Re: Why is src/test/modules/committs/t/002_standby.pl flaky?

From: Andres Freund <andres(at)anarazel(dot)de>
To: Tom Lane <tgl(at)sss(dot)pgh(dot)pa(dot)us>
Cc: Alexander Lakhin <exclusion(at)gmail(dot)com>, Thomas Munro <thomas(dot)munro(at)gmail(dot)com>, Andrew Dunstan <andrew(at)dunslane(dot)net>, pgsql-hackers <pgsql-hackers(at)postgresql(dot)org>
Subject: Re: Why is src/test/modules/committs/t/002_standby.pl flaky?
Date: 2022-02-13 01:53:10
Message-ID: 20220213015310.rjipagnmt2x7mmqs@alap3.anarazel.de
Views: Raw Message | Whole Thread | Download mbox | Resend email
Thread:
Lists: pgsql-hackers

Hi,

On 2022-02-12 11:47:20 -0500, Tom Lane wrote:
> Alexander Lakhin <exclusion(at)gmail(dot)com> writes:
> > 11.02.2022 05:22, Andres Freund wrote:
> >> Over in another thread I made some wild unsubstantiated guesses that the
> >> windows issues could have been made much more likely by a somewhat odd bit of
> >> code in PQisBusy():
> >> https://postgr.es/m/1959196.1644544971%40sss.pgh.pa.us
> >> Alexander, any chance you'd try if that changes the likelihood of the problem
> >> occurring, without any other fixes / reverts applied?
>
> > Unfortunately I haven't seen an improvement for the test in question.

Thanks for testing!

> Yeah, that's what I expected, sadly. While I think this PQisBusy behavior
> is definitely a bug, it will not lead to an infinite loop, just to write
> failures being reported in a less convenient fashion than intended.
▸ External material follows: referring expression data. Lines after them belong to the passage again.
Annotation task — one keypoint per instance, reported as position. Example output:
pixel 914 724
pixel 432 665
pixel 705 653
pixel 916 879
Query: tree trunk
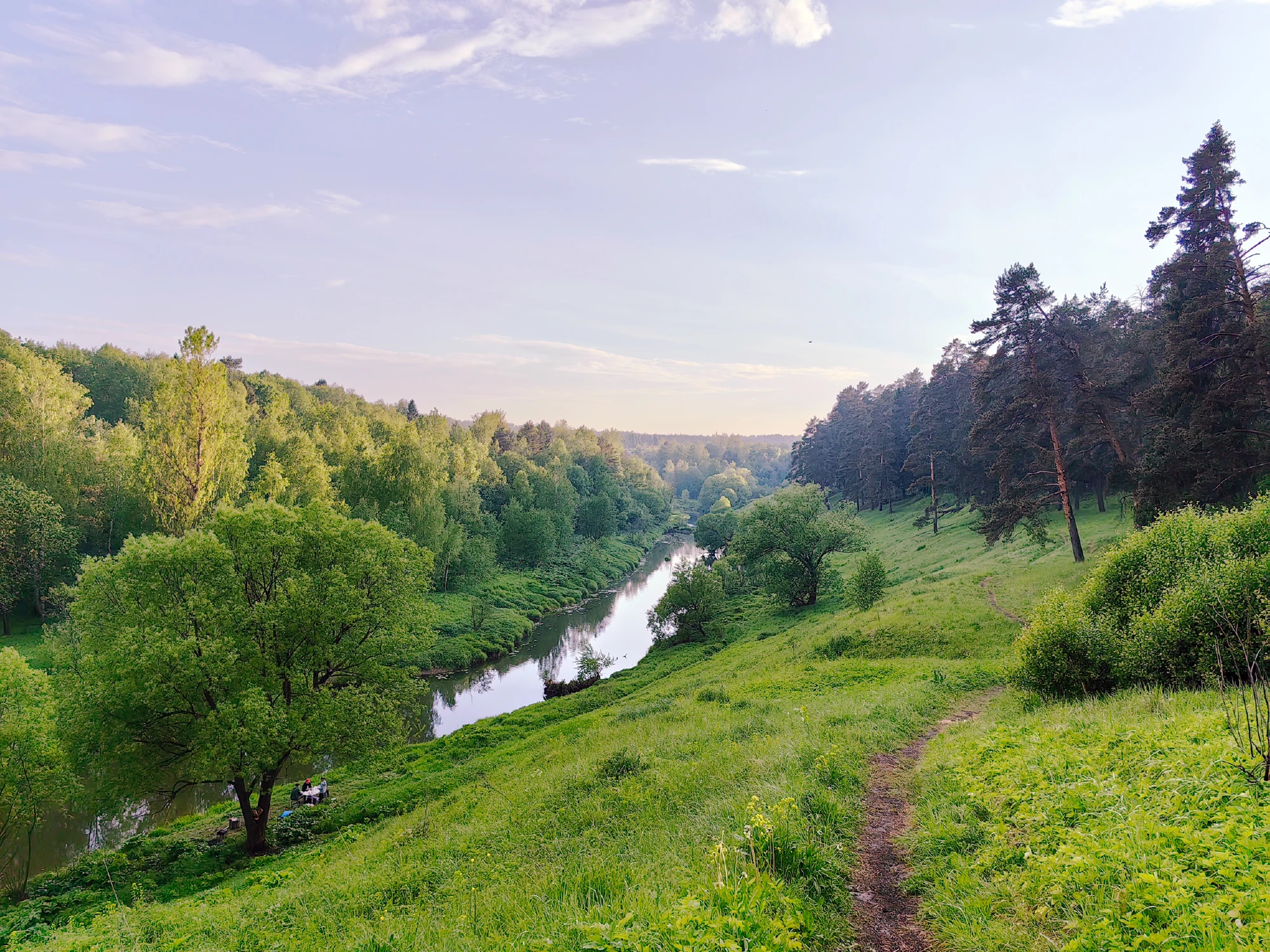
pixel 1065 491
pixel 256 821
pixel 935 501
FWIW, I didn't think it'd end up looping indefinitely, but that there's a
chance it could end up waiting indefinitely. The WaitLatchOrSocket() doesn't
have a timeout, and if I understand the windows FD_CLOSE stuff correctly,
you're not guaranteed to get an event if you do WaitForMultipleObjects if
FD_CLOSE was already consumed and if there isn't any data to read.

ISTM that it's not a great idea for libpqrcv_receive() to do blocking IO at
all. The caller expects it to not block...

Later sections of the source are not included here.